Em 2017, contamos aqui no Conexão Planeta a história de Cacau. A filhote de onça-pintada nasceu após vários anos de tentativas de reprodução de indivíduos em cativeiro no Refúgio Biológico Bela Vista, em Foz do Iguaçu, no Paraná. A fêmea era filha de Nena e Valente, animais que precisaram ser resgatados da vida selvagem e levados para lá.
Assim como sua mãe, Cacau é um linda onça-melânica, também chamada popularmente, de onça-preta. Sua pelagem é escura porque ela possui uma mutação genética que aumenta a produção da melanina e com isso, altera a cor de seu pelo, tornando-o negro. Esses indivíduos são bastante raros na natureza.

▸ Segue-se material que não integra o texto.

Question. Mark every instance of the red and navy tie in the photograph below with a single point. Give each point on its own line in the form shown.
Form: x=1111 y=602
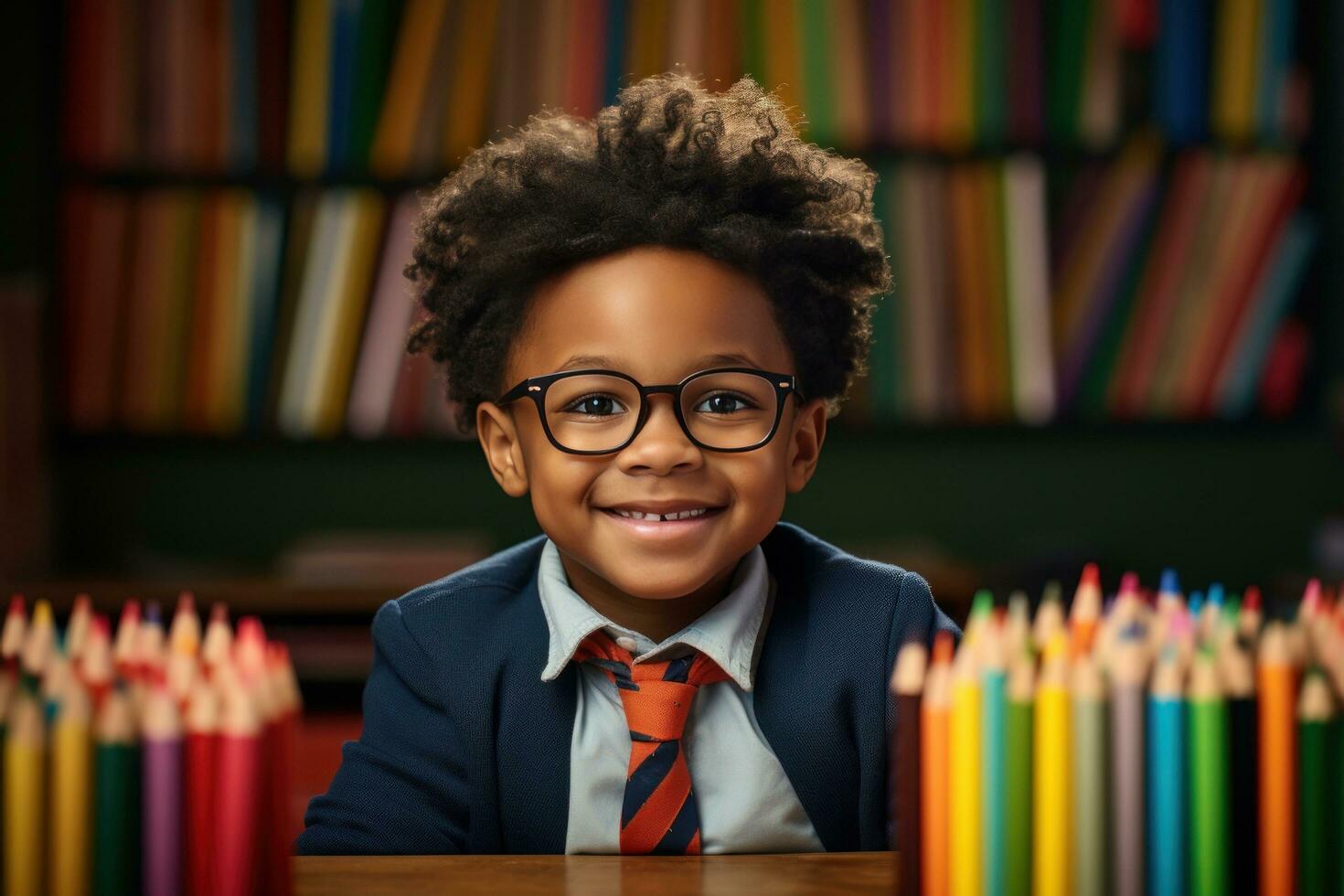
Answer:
x=659 y=815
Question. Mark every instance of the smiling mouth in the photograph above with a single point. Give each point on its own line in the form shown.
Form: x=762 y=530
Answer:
x=675 y=516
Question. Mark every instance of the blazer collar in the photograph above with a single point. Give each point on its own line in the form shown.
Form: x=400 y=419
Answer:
x=535 y=730
x=535 y=724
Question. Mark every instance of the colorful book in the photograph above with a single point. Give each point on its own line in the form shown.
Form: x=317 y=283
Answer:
x=309 y=106
x=1029 y=289
x=383 y=346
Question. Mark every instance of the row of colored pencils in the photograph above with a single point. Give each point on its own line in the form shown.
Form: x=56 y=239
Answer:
x=152 y=759
x=1143 y=743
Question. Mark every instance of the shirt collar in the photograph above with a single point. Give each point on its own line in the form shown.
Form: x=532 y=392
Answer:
x=729 y=633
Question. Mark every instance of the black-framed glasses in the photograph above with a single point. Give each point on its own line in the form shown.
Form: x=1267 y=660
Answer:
x=598 y=411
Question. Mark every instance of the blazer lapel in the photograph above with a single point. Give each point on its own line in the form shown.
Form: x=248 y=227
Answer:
x=797 y=718
x=534 y=727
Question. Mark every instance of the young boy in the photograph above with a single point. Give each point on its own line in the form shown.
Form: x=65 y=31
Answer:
x=648 y=318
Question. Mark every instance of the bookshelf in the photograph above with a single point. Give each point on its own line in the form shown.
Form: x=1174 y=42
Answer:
x=229 y=497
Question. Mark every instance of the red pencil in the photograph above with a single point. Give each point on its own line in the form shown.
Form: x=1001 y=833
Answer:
x=280 y=766
x=238 y=769
x=202 y=726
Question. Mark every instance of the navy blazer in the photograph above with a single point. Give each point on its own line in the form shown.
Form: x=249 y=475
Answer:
x=465 y=750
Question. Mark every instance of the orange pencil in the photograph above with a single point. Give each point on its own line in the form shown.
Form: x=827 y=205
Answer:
x=1086 y=610
x=934 y=747
x=183 y=664
x=1277 y=763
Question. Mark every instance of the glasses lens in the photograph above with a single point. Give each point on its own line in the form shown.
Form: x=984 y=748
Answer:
x=729 y=410
x=592 y=412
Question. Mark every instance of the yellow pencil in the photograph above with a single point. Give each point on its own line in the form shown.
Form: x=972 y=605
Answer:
x=71 y=758
x=23 y=802
x=1051 y=847
x=964 y=775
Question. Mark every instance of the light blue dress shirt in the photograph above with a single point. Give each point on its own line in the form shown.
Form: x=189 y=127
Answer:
x=745 y=799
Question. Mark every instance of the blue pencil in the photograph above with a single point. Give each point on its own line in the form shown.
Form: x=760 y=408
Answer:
x=1167 y=778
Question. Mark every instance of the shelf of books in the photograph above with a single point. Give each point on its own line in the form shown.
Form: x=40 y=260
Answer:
x=1094 y=208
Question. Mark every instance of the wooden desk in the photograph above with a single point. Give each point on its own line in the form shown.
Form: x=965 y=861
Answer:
x=849 y=873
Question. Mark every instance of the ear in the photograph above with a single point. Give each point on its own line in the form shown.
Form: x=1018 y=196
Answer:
x=806 y=434
x=497 y=434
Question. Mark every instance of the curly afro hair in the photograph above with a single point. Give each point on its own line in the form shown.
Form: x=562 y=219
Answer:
x=669 y=164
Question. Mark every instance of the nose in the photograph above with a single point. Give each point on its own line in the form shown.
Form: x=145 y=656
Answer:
x=661 y=445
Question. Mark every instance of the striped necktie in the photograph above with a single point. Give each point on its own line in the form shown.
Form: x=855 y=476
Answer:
x=659 y=813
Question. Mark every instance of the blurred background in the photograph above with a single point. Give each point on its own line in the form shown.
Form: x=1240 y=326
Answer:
x=1115 y=332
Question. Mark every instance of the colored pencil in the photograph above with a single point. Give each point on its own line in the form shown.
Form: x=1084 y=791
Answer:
x=183 y=647
x=965 y=776
x=934 y=747
x=1167 y=778
x=1051 y=849
x=123 y=645
x=1087 y=769
x=162 y=767
x=907 y=681
x=1249 y=617
x=202 y=724
x=25 y=806
x=1128 y=675
x=71 y=763
x=218 y=641
x=1238 y=673
x=116 y=805
x=1207 y=775
x=286 y=704
x=77 y=627
x=994 y=772
x=238 y=769
x=1085 y=613
x=1317 y=869
x=1277 y=763
x=1018 y=749
x=1050 y=615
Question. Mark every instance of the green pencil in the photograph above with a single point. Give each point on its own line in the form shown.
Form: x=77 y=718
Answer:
x=116 y=801
x=1315 y=747
x=1207 y=713
x=1018 y=726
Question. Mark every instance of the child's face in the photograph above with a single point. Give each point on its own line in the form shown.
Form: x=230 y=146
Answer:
x=656 y=315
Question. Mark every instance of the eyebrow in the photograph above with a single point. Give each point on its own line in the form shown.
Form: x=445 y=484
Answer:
x=577 y=361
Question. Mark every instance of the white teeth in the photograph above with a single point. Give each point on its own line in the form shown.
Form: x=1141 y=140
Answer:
x=677 y=515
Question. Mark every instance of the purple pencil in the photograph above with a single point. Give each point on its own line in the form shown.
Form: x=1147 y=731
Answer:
x=162 y=793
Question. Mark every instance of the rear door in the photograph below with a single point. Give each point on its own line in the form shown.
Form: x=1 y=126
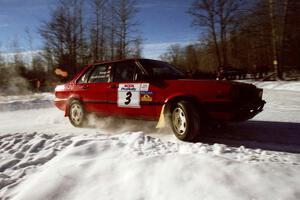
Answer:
x=93 y=87
x=131 y=96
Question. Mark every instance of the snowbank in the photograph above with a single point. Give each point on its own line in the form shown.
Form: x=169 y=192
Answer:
x=277 y=85
x=134 y=166
x=43 y=157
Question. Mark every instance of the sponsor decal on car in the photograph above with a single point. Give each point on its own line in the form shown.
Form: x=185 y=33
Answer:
x=129 y=95
x=146 y=98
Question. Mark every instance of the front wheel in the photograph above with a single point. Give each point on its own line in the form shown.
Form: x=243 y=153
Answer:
x=185 y=120
x=76 y=113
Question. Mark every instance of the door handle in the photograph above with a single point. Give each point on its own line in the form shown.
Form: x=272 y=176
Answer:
x=113 y=86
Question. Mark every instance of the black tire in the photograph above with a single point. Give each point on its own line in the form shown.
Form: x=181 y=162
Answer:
x=185 y=120
x=77 y=114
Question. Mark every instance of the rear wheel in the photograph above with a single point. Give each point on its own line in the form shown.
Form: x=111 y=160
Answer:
x=185 y=120
x=76 y=113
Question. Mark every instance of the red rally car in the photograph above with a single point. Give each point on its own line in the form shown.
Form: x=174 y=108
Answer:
x=155 y=90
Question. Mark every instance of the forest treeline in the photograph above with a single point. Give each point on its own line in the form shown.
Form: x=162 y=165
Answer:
x=259 y=36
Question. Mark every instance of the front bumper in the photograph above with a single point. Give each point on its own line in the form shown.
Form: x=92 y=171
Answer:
x=248 y=111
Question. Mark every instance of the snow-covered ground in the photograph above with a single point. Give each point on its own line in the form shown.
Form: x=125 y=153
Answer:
x=43 y=157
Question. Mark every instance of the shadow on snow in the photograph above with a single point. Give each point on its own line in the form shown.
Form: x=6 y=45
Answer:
x=274 y=136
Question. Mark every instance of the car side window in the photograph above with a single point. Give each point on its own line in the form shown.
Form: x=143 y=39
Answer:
x=101 y=73
x=125 y=72
x=85 y=76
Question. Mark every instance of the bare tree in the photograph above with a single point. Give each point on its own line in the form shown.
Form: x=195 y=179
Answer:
x=99 y=29
x=64 y=35
x=219 y=17
x=125 y=26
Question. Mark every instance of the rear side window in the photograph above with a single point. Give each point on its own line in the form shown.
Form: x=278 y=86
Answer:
x=124 y=72
x=101 y=73
x=85 y=76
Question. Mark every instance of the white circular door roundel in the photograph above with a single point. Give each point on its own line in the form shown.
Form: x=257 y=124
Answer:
x=129 y=94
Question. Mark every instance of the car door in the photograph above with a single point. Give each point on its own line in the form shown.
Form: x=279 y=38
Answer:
x=131 y=96
x=93 y=87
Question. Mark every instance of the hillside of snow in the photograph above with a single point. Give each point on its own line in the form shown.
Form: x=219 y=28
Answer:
x=43 y=157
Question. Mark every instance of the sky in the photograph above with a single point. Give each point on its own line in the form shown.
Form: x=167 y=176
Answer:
x=161 y=23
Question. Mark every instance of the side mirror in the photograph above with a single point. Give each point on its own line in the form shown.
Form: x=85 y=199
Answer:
x=143 y=77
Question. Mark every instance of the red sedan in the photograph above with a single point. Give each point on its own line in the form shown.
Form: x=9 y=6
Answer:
x=155 y=90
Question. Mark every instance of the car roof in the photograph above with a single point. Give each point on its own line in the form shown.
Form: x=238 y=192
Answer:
x=123 y=60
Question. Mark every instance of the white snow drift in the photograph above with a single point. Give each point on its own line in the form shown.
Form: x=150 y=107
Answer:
x=43 y=157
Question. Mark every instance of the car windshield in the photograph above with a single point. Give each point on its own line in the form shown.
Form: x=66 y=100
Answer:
x=161 y=70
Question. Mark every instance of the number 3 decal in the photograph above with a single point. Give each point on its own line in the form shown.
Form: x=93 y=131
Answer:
x=128 y=98
x=129 y=95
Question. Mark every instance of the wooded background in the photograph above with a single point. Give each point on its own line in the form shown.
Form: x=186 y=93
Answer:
x=252 y=37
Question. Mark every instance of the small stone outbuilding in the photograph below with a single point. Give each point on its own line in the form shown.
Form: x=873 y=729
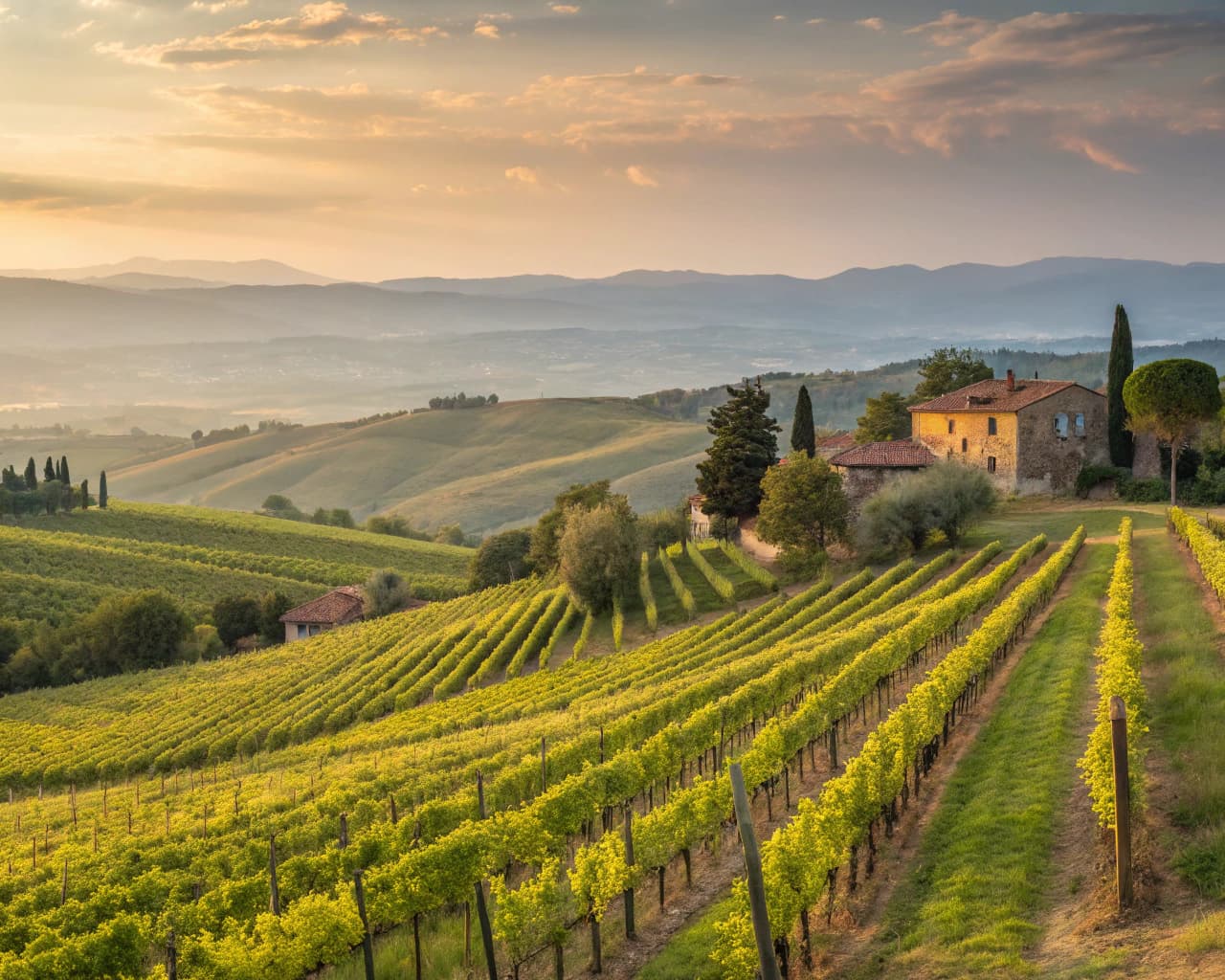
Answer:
x=337 y=608
x=866 y=467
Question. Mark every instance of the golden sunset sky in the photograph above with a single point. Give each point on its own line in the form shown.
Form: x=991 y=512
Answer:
x=383 y=138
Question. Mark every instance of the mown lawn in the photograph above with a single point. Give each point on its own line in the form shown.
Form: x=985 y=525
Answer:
x=1187 y=705
x=969 y=904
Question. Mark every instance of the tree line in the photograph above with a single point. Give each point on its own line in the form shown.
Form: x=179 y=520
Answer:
x=25 y=494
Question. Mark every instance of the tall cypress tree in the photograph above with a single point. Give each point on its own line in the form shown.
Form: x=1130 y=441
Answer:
x=804 y=436
x=744 y=449
x=1123 y=447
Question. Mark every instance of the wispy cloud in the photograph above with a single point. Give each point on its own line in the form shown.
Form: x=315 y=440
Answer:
x=639 y=178
x=315 y=25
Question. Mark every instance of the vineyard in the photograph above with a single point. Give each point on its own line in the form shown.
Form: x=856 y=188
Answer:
x=200 y=556
x=503 y=756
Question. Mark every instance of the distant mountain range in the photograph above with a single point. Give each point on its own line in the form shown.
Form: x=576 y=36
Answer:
x=213 y=340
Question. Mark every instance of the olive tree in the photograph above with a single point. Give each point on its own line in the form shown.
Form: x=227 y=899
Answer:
x=599 y=554
x=1171 y=399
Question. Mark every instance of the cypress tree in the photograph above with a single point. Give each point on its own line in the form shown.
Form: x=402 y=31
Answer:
x=744 y=449
x=1123 y=446
x=804 y=436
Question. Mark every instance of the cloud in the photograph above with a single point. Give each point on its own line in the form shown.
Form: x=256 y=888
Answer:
x=1099 y=154
x=90 y=196
x=315 y=25
x=952 y=29
x=639 y=178
x=1005 y=57
x=217 y=7
x=523 y=175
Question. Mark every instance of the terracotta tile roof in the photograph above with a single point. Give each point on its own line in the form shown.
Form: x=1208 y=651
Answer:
x=993 y=396
x=900 y=454
x=340 y=605
x=836 y=444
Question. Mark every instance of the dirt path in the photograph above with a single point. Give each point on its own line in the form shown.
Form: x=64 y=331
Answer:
x=858 y=923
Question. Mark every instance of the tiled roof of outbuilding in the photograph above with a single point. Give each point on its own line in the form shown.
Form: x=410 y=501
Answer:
x=993 y=396
x=901 y=454
x=340 y=605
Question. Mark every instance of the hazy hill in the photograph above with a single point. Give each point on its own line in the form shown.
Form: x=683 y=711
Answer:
x=257 y=272
x=481 y=468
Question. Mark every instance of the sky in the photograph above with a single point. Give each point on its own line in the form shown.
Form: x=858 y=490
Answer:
x=374 y=139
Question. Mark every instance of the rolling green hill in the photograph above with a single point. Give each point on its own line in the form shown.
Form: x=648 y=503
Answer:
x=56 y=568
x=480 y=468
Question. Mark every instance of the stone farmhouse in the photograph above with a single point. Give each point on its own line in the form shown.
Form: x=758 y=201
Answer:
x=1031 y=436
x=336 y=608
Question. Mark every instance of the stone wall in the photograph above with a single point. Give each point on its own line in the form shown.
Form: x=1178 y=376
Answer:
x=1050 y=462
x=980 y=447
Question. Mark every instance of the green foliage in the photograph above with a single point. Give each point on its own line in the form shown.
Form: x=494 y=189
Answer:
x=1171 y=399
x=661 y=528
x=235 y=616
x=1119 y=675
x=646 y=593
x=598 y=554
x=744 y=449
x=748 y=567
x=386 y=591
x=585 y=635
x=501 y=559
x=948 y=368
x=804 y=434
x=396 y=525
x=884 y=418
x=546 y=534
x=10 y=639
x=797 y=858
x=278 y=505
x=1119 y=368
x=536 y=911
x=947 y=498
x=450 y=534
x=679 y=589
x=804 y=506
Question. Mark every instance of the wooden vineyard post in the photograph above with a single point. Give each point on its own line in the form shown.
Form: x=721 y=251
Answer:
x=275 y=891
x=486 y=932
x=1123 y=803
x=368 y=945
x=171 y=957
x=629 y=861
x=753 y=871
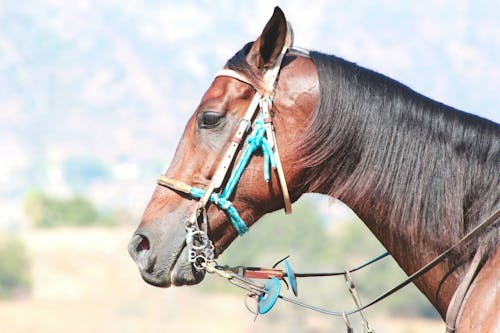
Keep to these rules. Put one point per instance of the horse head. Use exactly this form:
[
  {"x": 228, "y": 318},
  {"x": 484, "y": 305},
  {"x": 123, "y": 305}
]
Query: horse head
[{"x": 159, "y": 245}]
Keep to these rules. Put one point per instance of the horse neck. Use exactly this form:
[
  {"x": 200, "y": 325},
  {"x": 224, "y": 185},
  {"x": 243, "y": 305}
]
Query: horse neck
[{"x": 387, "y": 153}]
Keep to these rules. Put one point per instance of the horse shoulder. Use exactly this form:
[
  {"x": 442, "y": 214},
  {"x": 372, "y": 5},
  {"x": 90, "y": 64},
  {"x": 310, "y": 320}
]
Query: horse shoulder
[{"x": 481, "y": 309}]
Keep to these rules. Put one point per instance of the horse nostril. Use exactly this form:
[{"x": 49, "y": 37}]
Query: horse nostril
[
  {"x": 139, "y": 248},
  {"x": 143, "y": 245}
]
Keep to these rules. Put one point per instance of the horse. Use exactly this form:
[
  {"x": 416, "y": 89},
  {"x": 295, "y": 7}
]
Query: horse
[{"x": 420, "y": 174}]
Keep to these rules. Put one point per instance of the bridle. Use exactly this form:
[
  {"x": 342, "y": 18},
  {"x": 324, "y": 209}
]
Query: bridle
[{"x": 200, "y": 247}]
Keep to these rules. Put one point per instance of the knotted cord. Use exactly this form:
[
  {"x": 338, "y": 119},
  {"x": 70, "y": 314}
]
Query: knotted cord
[{"x": 256, "y": 140}]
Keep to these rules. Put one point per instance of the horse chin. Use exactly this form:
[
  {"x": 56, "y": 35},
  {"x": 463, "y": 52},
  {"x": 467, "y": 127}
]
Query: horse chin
[
  {"x": 184, "y": 273},
  {"x": 180, "y": 272}
]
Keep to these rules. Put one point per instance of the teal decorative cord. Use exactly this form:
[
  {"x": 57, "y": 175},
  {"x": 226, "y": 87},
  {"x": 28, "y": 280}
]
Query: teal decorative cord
[{"x": 254, "y": 141}]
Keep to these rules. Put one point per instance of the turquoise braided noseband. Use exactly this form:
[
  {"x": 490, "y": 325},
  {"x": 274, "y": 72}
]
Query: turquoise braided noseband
[{"x": 257, "y": 139}]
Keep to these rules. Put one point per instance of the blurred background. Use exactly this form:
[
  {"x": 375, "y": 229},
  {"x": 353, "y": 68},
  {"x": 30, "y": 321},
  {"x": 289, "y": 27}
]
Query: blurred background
[{"x": 94, "y": 96}]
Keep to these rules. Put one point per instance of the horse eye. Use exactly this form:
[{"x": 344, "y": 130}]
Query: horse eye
[{"x": 209, "y": 119}]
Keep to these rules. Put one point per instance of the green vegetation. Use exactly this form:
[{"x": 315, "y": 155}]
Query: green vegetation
[
  {"x": 14, "y": 268},
  {"x": 46, "y": 212},
  {"x": 314, "y": 246}
]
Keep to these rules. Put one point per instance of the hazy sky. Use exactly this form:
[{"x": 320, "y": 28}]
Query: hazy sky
[{"x": 115, "y": 81}]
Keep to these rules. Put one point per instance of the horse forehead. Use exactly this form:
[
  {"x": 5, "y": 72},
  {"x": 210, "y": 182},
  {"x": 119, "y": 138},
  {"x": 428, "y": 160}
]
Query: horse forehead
[{"x": 224, "y": 86}]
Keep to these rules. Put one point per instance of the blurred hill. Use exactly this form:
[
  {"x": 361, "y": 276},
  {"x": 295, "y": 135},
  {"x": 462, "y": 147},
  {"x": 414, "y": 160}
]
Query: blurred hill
[
  {"x": 94, "y": 95},
  {"x": 83, "y": 281}
]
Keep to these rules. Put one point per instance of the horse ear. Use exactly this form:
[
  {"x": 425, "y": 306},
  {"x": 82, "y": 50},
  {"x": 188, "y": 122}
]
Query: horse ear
[{"x": 276, "y": 34}]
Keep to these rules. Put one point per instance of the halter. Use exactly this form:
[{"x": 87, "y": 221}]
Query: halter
[{"x": 263, "y": 137}]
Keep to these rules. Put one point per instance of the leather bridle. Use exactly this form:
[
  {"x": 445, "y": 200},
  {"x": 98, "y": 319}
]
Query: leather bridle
[{"x": 201, "y": 249}]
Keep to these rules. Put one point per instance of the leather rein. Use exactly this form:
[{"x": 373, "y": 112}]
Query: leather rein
[{"x": 201, "y": 249}]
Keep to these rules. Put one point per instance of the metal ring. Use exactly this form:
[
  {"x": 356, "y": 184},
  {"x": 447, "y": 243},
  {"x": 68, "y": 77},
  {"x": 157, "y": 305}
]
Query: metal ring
[
  {"x": 199, "y": 266},
  {"x": 204, "y": 240}
]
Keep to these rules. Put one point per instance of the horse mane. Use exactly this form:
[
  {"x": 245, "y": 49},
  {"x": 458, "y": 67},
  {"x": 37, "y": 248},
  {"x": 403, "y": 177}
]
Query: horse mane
[
  {"x": 379, "y": 146},
  {"x": 384, "y": 147}
]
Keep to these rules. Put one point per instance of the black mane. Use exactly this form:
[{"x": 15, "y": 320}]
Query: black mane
[{"x": 382, "y": 145}]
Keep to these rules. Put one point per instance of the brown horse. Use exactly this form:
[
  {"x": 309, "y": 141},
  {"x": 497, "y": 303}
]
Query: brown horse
[{"x": 420, "y": 174}]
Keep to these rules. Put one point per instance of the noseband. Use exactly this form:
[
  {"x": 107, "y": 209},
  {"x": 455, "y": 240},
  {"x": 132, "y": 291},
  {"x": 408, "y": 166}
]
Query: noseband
[{"x": 262, "y": 136}]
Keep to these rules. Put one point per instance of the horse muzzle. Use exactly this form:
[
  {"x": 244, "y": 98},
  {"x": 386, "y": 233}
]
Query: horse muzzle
[{"x": 163, "y": 263}]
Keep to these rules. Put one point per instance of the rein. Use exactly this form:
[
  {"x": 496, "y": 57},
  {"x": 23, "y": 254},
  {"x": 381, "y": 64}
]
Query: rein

Atualmente com 7 anos, na semana passada Cacau – à esquerda na foto acima – fez uma longa viagem, com duração de mais de 15 horas. Acompanhada de um médico veterinário e de um biólogo, ela percorreu mais de 1.500 km, entre os estados do Paraná e de Goiás. Seu destino era o Instituto NEX No Extinction, instituição que recebe e cuida de felinos resgatados e também, trabalha com a reprodução em cativeiro para possíveis reintroduções na vida livre.
A finalidade da viagem de Cacau é que ela conheça Oxóssi – na direita, na imagem em destaque. O macho, melânico como ela, tem 3 anos e nasceu no NEX.
“Ele é fruto de um cruzamento planejado, exatamente com o objetivo de ajudar a reproduzir onças-pintadas da Mata Atlântica e do Cerrado”, explica Daniela Gianni, coordenadora de projetos e atividades do NEX.
O possível acasalamento entre Cacau e Oxóssi faz parte do Programa Nacional de Manejo Ex Situ da Onça-Pintada, coordenado pelo Instituto Chico Mendes de Conservação da Biodiversidade (ICMBio), órgão do Ministério do Meio Ambiente, e pela Associação de Zoológicos e Aquários do Brasil, em parceria com o NEX e o Refúgio Ecológico de Itaipu.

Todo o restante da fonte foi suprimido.